An essay on the site by 19-year-old Horsley protégé Jonathan O'Toole isn't likely to assuage the skeptics. In "Tips on Being an Abortion War Correspondent," O'Toole writes: "With your entry into the war as a correspondent, you will become a force for life like few among us ... So identify yourself as a freelance photojournalist, and above all, draw the First Amendment like a gun and shoot!"

O'Toole was a central character in "Soldiers in the Army of God," a documentary that aired last spring on HBO. His philosophy that killing abortion providers might be a good career choice was a main theme of the film. The "next step" for antiabortion activists, O'Toole asserted in the documentary, is "to arm ourselves in a militia -- a real militia that has the power to resist the federal government."

O'Toole also maintains that Christian Gallery is a "responsible news service" and that its reporters are "lawful agents of the press."
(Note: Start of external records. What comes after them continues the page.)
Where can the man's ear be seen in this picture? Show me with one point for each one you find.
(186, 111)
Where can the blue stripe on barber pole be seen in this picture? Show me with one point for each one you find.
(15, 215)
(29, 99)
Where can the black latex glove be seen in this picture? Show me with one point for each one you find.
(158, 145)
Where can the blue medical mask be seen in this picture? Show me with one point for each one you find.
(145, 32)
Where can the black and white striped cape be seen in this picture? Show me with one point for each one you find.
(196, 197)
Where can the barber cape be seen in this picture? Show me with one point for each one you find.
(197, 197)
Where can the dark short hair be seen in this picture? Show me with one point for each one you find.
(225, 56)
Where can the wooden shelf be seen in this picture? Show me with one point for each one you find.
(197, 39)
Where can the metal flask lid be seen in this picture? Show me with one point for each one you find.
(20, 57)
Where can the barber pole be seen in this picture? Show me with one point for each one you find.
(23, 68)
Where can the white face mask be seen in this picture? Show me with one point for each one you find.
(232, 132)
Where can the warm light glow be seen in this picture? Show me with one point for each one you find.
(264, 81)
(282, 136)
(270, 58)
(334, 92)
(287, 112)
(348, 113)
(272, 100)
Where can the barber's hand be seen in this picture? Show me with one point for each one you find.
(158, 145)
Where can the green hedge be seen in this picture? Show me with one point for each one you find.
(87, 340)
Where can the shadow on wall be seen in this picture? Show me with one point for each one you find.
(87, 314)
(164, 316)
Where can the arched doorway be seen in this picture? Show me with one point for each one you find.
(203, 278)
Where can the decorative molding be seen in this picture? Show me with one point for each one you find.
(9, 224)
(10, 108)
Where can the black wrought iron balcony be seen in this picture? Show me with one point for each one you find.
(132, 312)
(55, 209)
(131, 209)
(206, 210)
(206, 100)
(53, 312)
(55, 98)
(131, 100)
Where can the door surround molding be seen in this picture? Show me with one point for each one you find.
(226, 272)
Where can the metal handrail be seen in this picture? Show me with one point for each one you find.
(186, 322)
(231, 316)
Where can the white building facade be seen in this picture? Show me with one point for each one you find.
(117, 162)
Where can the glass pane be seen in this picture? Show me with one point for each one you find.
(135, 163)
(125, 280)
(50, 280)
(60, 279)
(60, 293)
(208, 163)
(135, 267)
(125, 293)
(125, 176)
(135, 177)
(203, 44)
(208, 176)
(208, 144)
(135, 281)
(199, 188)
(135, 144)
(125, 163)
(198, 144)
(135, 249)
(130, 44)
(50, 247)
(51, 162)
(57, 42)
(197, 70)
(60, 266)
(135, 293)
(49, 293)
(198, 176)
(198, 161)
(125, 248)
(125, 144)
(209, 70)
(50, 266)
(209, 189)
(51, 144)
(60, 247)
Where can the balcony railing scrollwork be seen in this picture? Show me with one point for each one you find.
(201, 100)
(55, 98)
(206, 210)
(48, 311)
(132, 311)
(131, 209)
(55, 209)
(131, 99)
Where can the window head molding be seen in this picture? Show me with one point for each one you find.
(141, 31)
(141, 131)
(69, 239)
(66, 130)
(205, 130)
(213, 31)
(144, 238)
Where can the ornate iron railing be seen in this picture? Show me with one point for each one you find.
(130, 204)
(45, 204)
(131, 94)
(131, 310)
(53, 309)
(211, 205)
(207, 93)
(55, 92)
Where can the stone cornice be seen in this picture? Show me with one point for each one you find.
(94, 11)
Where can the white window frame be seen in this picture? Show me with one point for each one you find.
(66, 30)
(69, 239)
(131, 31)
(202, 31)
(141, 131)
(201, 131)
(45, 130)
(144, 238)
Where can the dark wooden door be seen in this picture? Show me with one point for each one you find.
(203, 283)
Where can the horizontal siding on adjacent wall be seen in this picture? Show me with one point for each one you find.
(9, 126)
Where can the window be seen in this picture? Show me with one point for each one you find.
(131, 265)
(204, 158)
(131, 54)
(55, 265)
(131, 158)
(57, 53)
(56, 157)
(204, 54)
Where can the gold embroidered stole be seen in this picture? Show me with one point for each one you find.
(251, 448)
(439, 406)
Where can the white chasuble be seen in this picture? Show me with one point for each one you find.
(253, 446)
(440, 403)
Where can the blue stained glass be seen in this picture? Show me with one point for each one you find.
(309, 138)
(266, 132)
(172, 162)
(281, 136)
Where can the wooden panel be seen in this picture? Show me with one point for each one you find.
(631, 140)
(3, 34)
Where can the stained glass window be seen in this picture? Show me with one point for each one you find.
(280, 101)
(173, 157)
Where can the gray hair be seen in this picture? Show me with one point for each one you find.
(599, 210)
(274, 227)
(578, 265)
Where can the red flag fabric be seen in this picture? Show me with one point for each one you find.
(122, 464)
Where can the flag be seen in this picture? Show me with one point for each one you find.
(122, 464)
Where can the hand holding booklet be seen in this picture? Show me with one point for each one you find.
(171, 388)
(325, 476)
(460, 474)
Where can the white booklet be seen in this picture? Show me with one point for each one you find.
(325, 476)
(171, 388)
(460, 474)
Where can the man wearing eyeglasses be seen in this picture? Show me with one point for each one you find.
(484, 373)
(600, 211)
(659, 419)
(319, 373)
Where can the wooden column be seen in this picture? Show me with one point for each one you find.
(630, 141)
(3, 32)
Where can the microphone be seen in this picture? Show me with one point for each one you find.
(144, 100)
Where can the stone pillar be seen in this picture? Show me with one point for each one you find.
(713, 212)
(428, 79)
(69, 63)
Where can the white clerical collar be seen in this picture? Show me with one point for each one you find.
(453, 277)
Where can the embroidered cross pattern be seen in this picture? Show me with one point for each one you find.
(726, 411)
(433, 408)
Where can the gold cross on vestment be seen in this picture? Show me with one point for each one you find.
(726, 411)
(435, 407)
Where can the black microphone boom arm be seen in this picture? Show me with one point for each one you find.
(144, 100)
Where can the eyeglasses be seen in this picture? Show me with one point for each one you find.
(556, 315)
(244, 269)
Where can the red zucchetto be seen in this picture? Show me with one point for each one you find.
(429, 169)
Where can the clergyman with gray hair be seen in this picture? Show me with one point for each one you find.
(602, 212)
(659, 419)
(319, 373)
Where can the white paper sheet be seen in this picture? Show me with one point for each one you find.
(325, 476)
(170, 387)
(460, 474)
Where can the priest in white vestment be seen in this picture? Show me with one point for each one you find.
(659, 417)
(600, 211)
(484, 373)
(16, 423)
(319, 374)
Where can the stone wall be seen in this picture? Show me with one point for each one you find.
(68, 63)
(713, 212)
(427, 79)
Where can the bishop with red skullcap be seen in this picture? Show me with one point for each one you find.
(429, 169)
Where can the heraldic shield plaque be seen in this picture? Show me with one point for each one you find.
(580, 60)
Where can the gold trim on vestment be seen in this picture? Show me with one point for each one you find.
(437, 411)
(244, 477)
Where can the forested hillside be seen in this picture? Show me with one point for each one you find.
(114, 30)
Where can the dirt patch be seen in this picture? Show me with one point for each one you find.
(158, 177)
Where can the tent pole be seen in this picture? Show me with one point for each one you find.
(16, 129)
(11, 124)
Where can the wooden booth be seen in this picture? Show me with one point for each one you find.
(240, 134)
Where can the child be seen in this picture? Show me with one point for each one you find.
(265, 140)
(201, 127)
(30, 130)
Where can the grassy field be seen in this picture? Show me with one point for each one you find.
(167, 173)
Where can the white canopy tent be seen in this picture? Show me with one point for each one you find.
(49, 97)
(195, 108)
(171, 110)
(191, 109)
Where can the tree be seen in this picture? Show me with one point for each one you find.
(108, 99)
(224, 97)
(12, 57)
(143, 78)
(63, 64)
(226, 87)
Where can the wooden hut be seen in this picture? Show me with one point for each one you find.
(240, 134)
Whether the ambitious Horsley and his cam-toting cohorts are truly journalists is a question for the courts to decide. But they are still required to obey the law, says the Center for Reproductive Law and Policy's Smith. "While there are certain things in a free society that we can't do anything about," she says, "there is no journalistic exception to the law. They still can't trespass, block clinic entrances or invade people's privacy."


By Frederick Clarkson

Frederick Clarkson is a senior research analyst at Political Research Associates, a progressive think tank in Somerville, Massachusetts.